I developed gestational diabetes with my second and third pregnancies in 1992 and 1997. I was an “oddball” case, because at 5′ 7″ I weighed 120 pounds and only gained 18 pounds with my pregnancies. I exercised and aside from evening nausea felt fine. My babies weighed in at 7 1/2 pounds. In 2000, I began losing weight and exhibiting all the classic symptoms of Type 1 diabetes and began taking insulin injections. I am now on the pump and doing well. I have met several other women like me who developed Type 1 several years after experiencing gestational diabetes with their pregnancies. We are all in our late 30s and early 40s. I can’t find any medical studies, research or information describing our situation. Can you help me?

Answer:

From: DTeam Staff

You bring up a very interesting possibility. There is a form of type 1 diabetes that is rather late in its onset. It is referred to as LADA (late-onset autoiummune diabetes of adulthood). The basis for the categorization is that these patients are older than typical patients with Type 1 diabetes. They have autoimmune markers. These patients are not usually overweight or obese. They eventually lose their insulin secretory capacity and evolve into a more typical Type 1 diabetes picture. You and your contacts may have had that.

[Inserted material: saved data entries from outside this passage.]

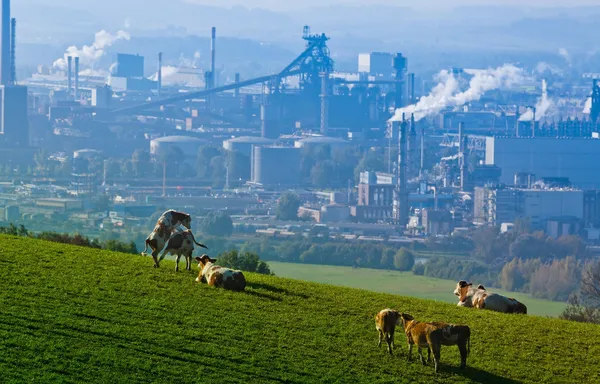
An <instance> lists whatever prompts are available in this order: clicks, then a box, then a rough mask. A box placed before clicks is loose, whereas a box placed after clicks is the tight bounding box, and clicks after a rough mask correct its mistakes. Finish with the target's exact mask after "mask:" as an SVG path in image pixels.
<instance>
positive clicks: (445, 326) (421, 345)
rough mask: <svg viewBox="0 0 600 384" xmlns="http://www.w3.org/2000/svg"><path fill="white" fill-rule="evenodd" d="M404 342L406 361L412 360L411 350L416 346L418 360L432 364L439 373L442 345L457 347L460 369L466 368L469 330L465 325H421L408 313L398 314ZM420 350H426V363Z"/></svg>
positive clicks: (468, 337) (430, 323)
mask: <svg viewBox="0 0 600 384" xmlns="http://www.w3.org/2000/svg"><path fill="white" fill-rule="evenodd" d="M400 317H401V319H402V326H403V327H404V333H406V341H407V342H408V360H409V361H410V360H411V358H412V348H413V345H416V346H417V348H418V352H419V359H420V360H421V363H423V365H426V363H428V362H430V361H431V353H432V352H433V362H434V364H435V371H436V372H439V367H440V355H441V350H442V345H458V349H459V351H460V367H461V368H465V367H466V366H467V356H468V355H469V353H470V352H471V330H470V328H469V327H468V326H466V325H453V324H447V323H443V322H431V323H422V322H420V321H416V320H415V319H414V317H412V316H411V315H409V314H408V313H402V314H400ZM422 348H427V361H425V358H424V357H423V353H422Z"/></svg>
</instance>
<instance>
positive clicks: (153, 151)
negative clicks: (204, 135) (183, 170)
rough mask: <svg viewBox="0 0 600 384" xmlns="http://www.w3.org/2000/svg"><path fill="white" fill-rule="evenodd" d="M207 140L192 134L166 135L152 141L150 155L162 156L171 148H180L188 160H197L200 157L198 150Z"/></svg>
mask: <svg viewBox="0 0 600 384" xmlns="http://www.w3.org/2000/svg"><path fill="white" fill-rule="evenodd" d="M206 143H207V141H206V140H202V139H199V138H197V137H190V136H166V137H160V138H158V139H153V140H151V141H150V155H152V156H153V157H155V158H160V157H161V156H162V155H164V154H166V153H168V151H169V150H170V149H173V148H179V149H181V151H182V152H183V155H184V158H185V159H186V160H192V161H195V160H196V158H197V157H198V150H200V147H202V146H203V145H206Z"/></svg>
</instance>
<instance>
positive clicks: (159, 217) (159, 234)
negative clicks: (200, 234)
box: [142, 209, 192, 268]
mask: <svg viewBox="0 0 600 384" xmlns="http://www.w3.org/2000/svg"><path fill="white" fill-rule="evenodd" d="M180 225H182V226H184V227H185V228H187V229H191V228H192V217H191V216H190V215H189V214H187V213H183V212H178V211H175V210H173V209H170V210H168V211H166V212H164V213H163V214H162V215H161V216H160V217H159V218H158V220H157V221H156V225H155V226H154V229H153V230H152V233H150V235H149V236H148V237H147V238H146V246H145V247H144V250H143V251H142V256H146V255H147V253H146V250H147V249H148V247H150V249H151V250H152V259H153V260H154V268H158V267H159V262H158V259H157V256H158V253H159V252H160V251H161V250H162V249H163V248H164V246H165V244H166V243H167V241H168V240H169V238H170V237H171V235H172V234H173V231H175V230H176V229H177V227H178V226H180Z"/></svg>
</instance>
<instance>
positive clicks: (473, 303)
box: [454, 280, 527, 314]
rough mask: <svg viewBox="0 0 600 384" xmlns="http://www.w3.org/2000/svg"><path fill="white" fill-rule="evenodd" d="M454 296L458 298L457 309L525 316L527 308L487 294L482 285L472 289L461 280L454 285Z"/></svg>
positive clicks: (491, 294)
mask: <svg viewBox="0 0 600 384" xmlns="http://www.w3.org/2000/svg"><path fill="white" fill-rule="evenodd" d="M454 294H455V295H456V296H458V297H459V301H458V304H457V305H458V306H459V307H473V308H479V309H489V310H491V311H496V312H502V313H522V314H527V307H526V306H525V305H524V304H523V303H520V302H519V301H517V300H515V299H513V298H508V297H506V296H502V295H500V294H498V293H493V292H489V291H488V290H486V289H485V287H484V286H483V285H479V286H477V288H473V284H472V283H467V282H466V281H465V280H461V281H459V282H458V283H457V284H456V289H455V290H454Z"/></svg>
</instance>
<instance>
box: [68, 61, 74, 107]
mask: <svg viewBox="0 0 600 384" xmlns="http://www.w3.org/2000/svg"><path fill="white" fill-rule="evenodd" d="M72 77H73V57H72V56H67V97H69V98H70V97H71V78H72Z"/></svg>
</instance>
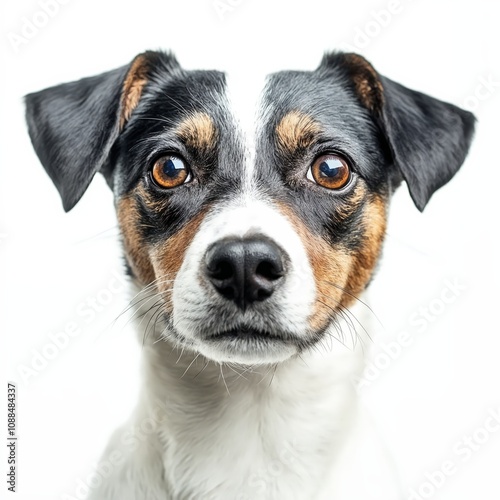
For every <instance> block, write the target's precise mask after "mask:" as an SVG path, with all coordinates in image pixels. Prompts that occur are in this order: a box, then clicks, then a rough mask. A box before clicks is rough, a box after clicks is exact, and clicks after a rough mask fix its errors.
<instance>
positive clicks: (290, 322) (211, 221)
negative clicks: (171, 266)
mask: <svg viewBox="0 0 500 500" xmlns="http://www.w3.org/2000/svg"><path fill="white" fill-rule="evenodd" d="M247 235H260V236H265V237H267V238H269V239H272V240H273V241H274V242H275V243H276V244H278V245H279V246H280V247H281V248H283V249H285V250H286V252H287V254H288V256H289V258H290V266H289V269H288V272H287V276H286V279H285V282H284V284H283V286H281V287H280V288H278V289H277V290H276V292H275V293H274V294H273V295H272V296H271V297H270V298H269V299H267V300H266V301H265V304H262V305H261V311H259V312H255V311H247V312H246V313H244V314H241V311H239V310H238V309H237V307H236V306H235V305H233V304H231V303H228V302H227V300H225V299H223V298H221V297H218V296H217V293H216V292H215V291H214V290H207V286H206V283H204V281H203V280H202V279H200V274H202V267H203V264H204V260H203V259H204V256H205V252H206V250H207V248H209V246H210V245H211V244H212V243H214V242H216V241H218V240H221V239H224V238H227V237H233V238H243V237H245V236H247ZM210 292H211V293H210ZM314 298H315V282H314V277H313V273H312V269H311V266H310V264H309V261H308V257H307V254H306V251H305V249H304V246H303V245H302V242H301V240H300V238H299V236H298V235H297V233H296V232H295V231H294V228H293V227H292V225H291V224H290V223H289V222H288V221H287V219H286V218H285V217H284V216H283V215H281V214H280V213H279V211H278V210H277V209H276V207H273V206H272V205H270V204H269V203H267V202H264V201H260V200H249V199H248V196H246V195H242V196H241V197H240V199H238V200H236V201H235V202H234V203H233V204H231V205H229V206H226V207H223V208H222V207H218V206H216V207H215V208H214V210H213V212H212V213H210V214H209V215H208V216H207V218H206V220H205V221H204V223H203V224H202V225H201V227H200V229H199V230H198V232H197V234H196V236H195V237H194V240H193V242H192V243H191V245H190V247H189V248H188V250H187V252H186V255H185V257H184V261H183V264H182V266H181V268H180V270H179V272H178V274H177V277H176V279H175V283H174V290H173V306H174V315H173V323H174V325H175V328H176V330H177V331H179V332H182V335H183V336H184V337H185V338H186V339H187V340H188V341H189V343H190V344H191V346H192V349H194V350H196V351H197V352H200V353H202V354H203V355H205V356H206V357H207V358H209V359H212V360H214V361H220V362H241V363H272V362H277V361H283V360H284V359H286V358H289V357H290V356H292V355H293V354H295V353H296V352H297V350H296V348H295V346H293V347H292V346H286V347H284V346H277V347H276V349H275V350H272V351H270V350H268V349H266V350H265V351H256V350H255V349H250V350H247V351H243V350H242V351H241V352H230V351H229V350H228V349H224V347H223V346H224V344H222V343H219V345H218V346H217V350H215V349H214V348H213V347H212V345H210V344H206V343H204V342H203V341H202V340H200V339H199V333H200V331H202V330H203V329H204V328H206V327H207V322H210V320H211V319H214V318H211V317H210V311H213V310H214V308H215V307H216V306H218V307H219V308H220V312H221V315H220V316H217V317H216V318H215V320H214V323H215V324H214V325H213V326H212V329H214V330H215V331H214V333H215V332H216V330H217V329H219V331H220V330H227V329H229V328H231V327H233V326H237V325H238V324H241V323H242V322H243V323H244V324H245V325H247V326H248V327H254V328H259V329H261V330H266V331H273V330H281V331H286V332H290V333H291V334H295V335H297V336H299V337H303V338H304V339H305V338H307V336H308V318H309V316H310V314H311V309H312V304H313V301H314ZM228 309H229V311H228ZM222 313H225V316H224V317H225V321H224V322H223V324H221V320H220V318H221V317H223V316H222ZM167 333H168V332H167ZM230 344H231V343H230V342H229V343H228V345H230ZM242 347H244V346H242Z"/></svg>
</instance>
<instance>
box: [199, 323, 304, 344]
mask: <svg viewBox="0 0 500 500" xmlns="http://www.w3.org/2000/svg"><path fill="white" fill-rule="evenodd" d="M204 340H205V341H207V342H220V341H229V342H238V341H243V342H249V343H250V342H258V343H262V342H269V343H272V342H284V343H289V342H294V341H295V342H297V341H298V339H297V338H296V337H295V336H294V335H292V334H289V333H285V332H270V331H265V330H257V329H255V328H247V327H240V328H231V329H229V330H224V331H221V332H217V333H209V334H206V335H205V336H204Z"/></svg>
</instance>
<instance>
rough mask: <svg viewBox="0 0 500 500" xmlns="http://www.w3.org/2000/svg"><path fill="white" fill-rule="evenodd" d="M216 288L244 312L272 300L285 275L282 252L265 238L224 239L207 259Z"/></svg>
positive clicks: (216, 243)
mask: <svg viewBox="0 0 500 500" xmlns="http://www.w3.org/2000/svg"><path fill="white" fill-rule="evenodd" d="M205 264H206V274H207V277H208V279H209V280H210V282H211V283H212V284H213V286H214V287H215V289H216V290H217V291H218V292H219V293H220V294H221V295H222V296H223V297H225V298H226V299H229V300H232V301H233V302H235V303H236V304H237V305H238V306H239V307H240V308H241V309H243V310H245V309H246V308H247V306H248V305H249V304H251V303H253V302H256V301H262V300H265V299H267V298H268V297H270V296H271V295H272V294H273V292H274V290H275V288H276V286H277V285H278V283H279V281H280V279H281V278H282V277H283V276H284V274H285V266H284V262H283V253H282V252H281V250H280V249H279V247H278V246H277V245H276V244H274V243H272V242H271V241H269V240H266V239H263V238H250V239H240V240H232V239H226V240H221V241H219V242H217V243H215V244H214V245H212V246H211V247H210V248H209V249H208V251H207V253H206V256H205Z"/></svg>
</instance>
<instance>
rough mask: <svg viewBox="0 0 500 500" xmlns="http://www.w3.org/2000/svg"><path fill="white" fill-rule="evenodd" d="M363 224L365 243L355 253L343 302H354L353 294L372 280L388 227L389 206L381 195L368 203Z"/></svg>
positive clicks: (355, 294) (346, 302)
mask: <svg viewBox="0 0 500 500" xmlns="http://www.w3.org/2000/svg"><path fill="white" fill-rule="evenodd" d="M362 225H363V227H364V229H365V234H364V245H363V246H362V248H361V250H360V251H359V252H357V253H356V254H354V255H353V257H354V260H353V263H352V268H351V270H350V274H349V278H348V283H349V286H348V291H349V292H350V294H351V295H349V294H347V293H346V294H344V297H343V299H342V302H343V303H345V304H346V305H348V304H349V303H351V302H354V298H353V297H352V295H358V294H359V293H360V292H361V291H362V290H364V288H365V287H366V284H367V283H368V281H369V280H370V278H371V276H372V274H373V271H374V268H375V266H376V264H377V261H378V259H379V257H380V252H381V250H382V243H383V241H384V236H385V230H386V227H387V207H386V202H385V200H384V199H383V198H382V197H380V196H373V197H372V199H371V200H370V202H369V203H368V204H367V205H366V207H365V210H364V213H363V222H362Z"/></svg>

The combination of pregnancy, which increases insulin secretory requirements, may have taxed your ability to make insulin during those pregnancies. This is just an hypothesis. You can check with your physician as to whether you have had any antibodies obtained to demonstrate autoimmune markers of Type 1 diabetes.

JTL
Additional comments from Dr. Alan Schorr:

I have not found any major studies regarding the development of Type 1 diabetes after pregnancy. I will let you know that there are at least five women in my practice who have similar stories. At this time, I suspect that each of them would have developed the disease anyway, probably autoimmune in nature. Each of them had positive insulin antibody levels and two of them had other markers that indicated that this was an autoimmune process.